BAMBARA. Presidente, si tratta di un argomento su cui non ho avuto un’esperienza personale. Se ci sono state due diverse modalità di versamento, questo si deve al fatto che le due Confederazioni avranno avanzato una richiesta in tal senso. Devo però assicurarle che dalle ricerche che ho fatto nella contabilità precedente è risultato che entrambe queste due modalità - ammesso che fossero due diverse - erano recepite dal bilancio di Federconsorzi.

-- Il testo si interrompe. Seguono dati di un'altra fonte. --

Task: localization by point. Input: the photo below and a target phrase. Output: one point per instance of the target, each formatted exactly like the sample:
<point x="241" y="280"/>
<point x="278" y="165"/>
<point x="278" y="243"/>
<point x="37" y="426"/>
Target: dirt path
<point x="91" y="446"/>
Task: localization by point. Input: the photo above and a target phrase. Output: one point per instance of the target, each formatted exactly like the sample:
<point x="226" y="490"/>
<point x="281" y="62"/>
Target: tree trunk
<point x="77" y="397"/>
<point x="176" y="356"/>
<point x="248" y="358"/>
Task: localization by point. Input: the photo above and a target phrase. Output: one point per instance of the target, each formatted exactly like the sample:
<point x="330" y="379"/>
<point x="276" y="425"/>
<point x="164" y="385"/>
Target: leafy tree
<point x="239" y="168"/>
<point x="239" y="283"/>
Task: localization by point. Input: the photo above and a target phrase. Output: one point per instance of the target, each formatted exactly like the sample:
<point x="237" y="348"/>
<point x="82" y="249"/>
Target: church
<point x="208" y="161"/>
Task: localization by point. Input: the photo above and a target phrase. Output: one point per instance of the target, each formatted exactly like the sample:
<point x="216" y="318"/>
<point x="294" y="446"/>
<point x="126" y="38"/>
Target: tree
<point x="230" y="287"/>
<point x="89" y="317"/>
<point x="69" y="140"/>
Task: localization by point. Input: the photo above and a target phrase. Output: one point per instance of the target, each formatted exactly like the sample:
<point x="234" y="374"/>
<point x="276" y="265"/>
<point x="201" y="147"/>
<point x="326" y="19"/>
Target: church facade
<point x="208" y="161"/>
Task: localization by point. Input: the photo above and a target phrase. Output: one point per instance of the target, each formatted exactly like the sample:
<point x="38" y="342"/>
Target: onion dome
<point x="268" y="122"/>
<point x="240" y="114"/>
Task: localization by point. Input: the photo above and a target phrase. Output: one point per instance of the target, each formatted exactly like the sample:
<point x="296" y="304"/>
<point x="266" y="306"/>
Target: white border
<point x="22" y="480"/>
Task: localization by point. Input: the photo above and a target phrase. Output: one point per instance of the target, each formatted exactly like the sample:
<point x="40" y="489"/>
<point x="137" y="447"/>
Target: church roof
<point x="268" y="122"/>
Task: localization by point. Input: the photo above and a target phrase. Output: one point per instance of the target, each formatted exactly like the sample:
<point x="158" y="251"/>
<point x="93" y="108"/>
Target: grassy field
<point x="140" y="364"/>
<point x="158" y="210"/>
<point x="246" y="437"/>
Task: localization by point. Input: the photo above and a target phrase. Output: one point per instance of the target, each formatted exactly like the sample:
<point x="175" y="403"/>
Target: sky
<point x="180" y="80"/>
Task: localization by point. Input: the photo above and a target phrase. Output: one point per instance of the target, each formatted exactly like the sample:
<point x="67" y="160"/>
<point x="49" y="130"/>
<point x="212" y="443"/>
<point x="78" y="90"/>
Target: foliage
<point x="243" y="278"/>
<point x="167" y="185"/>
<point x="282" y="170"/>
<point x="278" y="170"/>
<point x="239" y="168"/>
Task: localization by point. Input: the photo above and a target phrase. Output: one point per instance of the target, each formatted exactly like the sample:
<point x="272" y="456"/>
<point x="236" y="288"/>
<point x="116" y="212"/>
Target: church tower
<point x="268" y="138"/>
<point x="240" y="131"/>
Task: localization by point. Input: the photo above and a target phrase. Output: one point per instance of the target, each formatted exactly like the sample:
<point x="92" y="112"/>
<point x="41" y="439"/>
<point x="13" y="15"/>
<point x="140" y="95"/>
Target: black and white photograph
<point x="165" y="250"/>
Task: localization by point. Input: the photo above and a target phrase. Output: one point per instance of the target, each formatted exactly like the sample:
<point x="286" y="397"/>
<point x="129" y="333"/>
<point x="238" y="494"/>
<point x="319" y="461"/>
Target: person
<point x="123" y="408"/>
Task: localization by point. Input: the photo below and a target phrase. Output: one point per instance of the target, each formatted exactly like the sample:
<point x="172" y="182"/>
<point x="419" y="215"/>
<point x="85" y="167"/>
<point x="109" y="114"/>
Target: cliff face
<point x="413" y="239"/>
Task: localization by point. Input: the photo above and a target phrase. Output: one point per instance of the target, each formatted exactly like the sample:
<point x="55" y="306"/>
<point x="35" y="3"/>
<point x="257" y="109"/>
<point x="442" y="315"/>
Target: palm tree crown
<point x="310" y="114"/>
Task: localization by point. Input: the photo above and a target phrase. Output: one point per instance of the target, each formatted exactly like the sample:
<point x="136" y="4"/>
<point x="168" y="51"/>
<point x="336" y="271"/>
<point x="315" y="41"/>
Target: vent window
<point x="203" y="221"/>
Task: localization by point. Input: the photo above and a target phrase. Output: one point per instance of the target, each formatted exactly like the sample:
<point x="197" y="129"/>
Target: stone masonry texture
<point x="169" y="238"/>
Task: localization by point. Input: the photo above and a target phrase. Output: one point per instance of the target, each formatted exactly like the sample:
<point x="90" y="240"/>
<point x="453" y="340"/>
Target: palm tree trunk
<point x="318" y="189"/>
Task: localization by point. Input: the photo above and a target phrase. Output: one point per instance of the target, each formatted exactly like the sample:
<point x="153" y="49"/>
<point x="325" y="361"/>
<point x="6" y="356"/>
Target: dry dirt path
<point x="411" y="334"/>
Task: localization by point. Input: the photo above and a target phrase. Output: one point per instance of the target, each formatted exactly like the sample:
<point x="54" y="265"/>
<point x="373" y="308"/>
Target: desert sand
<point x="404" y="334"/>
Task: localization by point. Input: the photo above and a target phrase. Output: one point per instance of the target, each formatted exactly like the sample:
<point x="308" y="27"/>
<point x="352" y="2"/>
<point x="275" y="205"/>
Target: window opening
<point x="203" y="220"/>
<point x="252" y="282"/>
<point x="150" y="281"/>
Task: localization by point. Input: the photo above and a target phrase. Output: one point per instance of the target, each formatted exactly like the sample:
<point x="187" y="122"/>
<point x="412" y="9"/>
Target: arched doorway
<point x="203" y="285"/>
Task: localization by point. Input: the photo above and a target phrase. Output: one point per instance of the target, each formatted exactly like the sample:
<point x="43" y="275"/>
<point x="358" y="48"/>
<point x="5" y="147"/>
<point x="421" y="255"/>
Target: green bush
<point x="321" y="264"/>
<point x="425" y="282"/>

PRESIDENTE. Sotto quale voce erano iscritte?

BAMBARA. Sotto la mia giurisdizione erano nelle "spese verso Coldiretti" e così via. Nelle altre voci di bilancio erano sotto la voce "spese diverse" e non erano specificate.

Visto che la domanda è molto precisa e concerne la regolarità contabile vorrei precisare che ciò prescinde dalla regolarità di merito che era assolutamente regolare e normale; così come una qualsiasi azienda facente parte di Confindustria oggi dispone di una iscrizione da pagare - questa è la ragione che mi sono dato - lo stesso succedeva a Coldiretti ed a Confagricoltura.

PRESIDENTE. Che cosa sono le cosiddette "partite da acclarare" che giustamente i nostri consulenti suggeriscono "compaiono nelle scritture contabili del 1988, ’89 e ’90"? Perché si usava una simile espressione per i costi certi?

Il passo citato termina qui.